広報誌 健康倶楽部/2011年12月号
逆流性食道炎は、胃液が逆流しないように閉まっているはずの噴門(胃と食道の境目)が、何らかの原因で開き、胃液が食道に逆流するために起こる食道の炎症です。食道の炎症が慢性化すれば食道がんの原因になると言われているので、放置してはいけません。最近の傾向としては、内視鏡で食道を調べても炎症も傷も見つからないのに、胸やけを感じる「非びらん性の胃食道逆流症」が増えているようです。
日本人の食道がんの多くは扁平上皮がんですが、胃酸の逆流の結果起きるがんは腺がんで、今後増加することは間違いないと警告されています。
胃液中の胃酸は酸性度が非常に高いので、胃壁は粘液を分泌して胃酸を防御していますが、食道にはそのような働きがないことから、胃液が逆流すると粘膜が傷ついてしまいます。そうすると、のどまで上がった胃液で胸やけや胸の痛みなどの症状が出ます。

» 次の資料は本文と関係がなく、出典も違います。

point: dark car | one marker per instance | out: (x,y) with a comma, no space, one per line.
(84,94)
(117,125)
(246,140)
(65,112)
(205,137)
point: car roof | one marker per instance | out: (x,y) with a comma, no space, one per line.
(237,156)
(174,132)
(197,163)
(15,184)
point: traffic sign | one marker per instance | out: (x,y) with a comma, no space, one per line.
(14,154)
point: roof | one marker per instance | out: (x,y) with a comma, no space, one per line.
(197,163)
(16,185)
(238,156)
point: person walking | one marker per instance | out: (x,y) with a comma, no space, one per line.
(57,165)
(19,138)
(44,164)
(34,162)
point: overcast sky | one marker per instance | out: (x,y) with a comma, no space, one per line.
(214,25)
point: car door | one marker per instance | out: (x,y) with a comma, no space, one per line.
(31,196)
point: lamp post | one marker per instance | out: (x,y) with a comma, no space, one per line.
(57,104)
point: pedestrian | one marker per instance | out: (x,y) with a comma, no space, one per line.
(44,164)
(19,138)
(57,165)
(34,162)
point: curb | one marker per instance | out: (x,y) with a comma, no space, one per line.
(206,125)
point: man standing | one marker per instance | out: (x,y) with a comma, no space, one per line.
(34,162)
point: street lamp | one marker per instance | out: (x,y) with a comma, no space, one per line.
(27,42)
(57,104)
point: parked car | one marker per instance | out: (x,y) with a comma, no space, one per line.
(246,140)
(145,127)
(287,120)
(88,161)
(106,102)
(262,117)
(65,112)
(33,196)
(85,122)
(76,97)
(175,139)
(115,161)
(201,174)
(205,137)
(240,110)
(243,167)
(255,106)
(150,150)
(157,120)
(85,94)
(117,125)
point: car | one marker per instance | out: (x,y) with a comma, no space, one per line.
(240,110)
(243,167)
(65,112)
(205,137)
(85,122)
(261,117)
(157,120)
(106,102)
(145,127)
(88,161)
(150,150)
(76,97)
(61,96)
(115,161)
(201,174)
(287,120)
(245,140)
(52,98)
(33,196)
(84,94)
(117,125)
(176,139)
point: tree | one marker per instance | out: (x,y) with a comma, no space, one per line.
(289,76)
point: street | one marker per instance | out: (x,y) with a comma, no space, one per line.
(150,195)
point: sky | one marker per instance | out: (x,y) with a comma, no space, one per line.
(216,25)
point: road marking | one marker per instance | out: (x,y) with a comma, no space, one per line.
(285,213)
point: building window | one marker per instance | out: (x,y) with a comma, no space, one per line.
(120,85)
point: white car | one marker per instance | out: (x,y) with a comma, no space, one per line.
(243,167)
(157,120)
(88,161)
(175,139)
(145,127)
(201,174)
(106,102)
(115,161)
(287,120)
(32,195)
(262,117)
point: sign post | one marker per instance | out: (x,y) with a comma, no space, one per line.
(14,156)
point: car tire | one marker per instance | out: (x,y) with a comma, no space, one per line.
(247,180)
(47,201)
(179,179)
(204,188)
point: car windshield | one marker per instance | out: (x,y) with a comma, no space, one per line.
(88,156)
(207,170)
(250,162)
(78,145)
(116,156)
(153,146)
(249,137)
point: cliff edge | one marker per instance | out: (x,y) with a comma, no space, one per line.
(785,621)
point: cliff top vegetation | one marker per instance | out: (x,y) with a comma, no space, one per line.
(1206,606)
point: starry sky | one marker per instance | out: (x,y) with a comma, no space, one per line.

原因がはっきりしている場合を除いては、ストレスによって発症する例が多いので、精神科的治療を合わせて行うこともあります。
・チリチリした胸やけや、食物がしみる感じがある
・胸の痛みや胃部不快感
・口の中に酸っぱいものが上がってくる
・寝ているときや前かがみになったときに喉や口に胃酸が逆流する
・食欲不振や甘いものが食べられなくなる
・食事をした後胃がもたれる
・ゲップがよく出る
このような症状がある人は逆流性食道炎の可能性が高いといえます。
逆流性食道炎と診断された人は、自覚症状の強弱に関係なく生活習慣を改めることが大切です。
逆流性食道炎の治療の基本は生活習慣の改善です。薬で胃酸の濃度を抑えたり、症状にあった治療を行いますが、それでも治らない場合は、手術が良い場合もあります。いずれにせよ、気になる症状があればすぐに受診してください。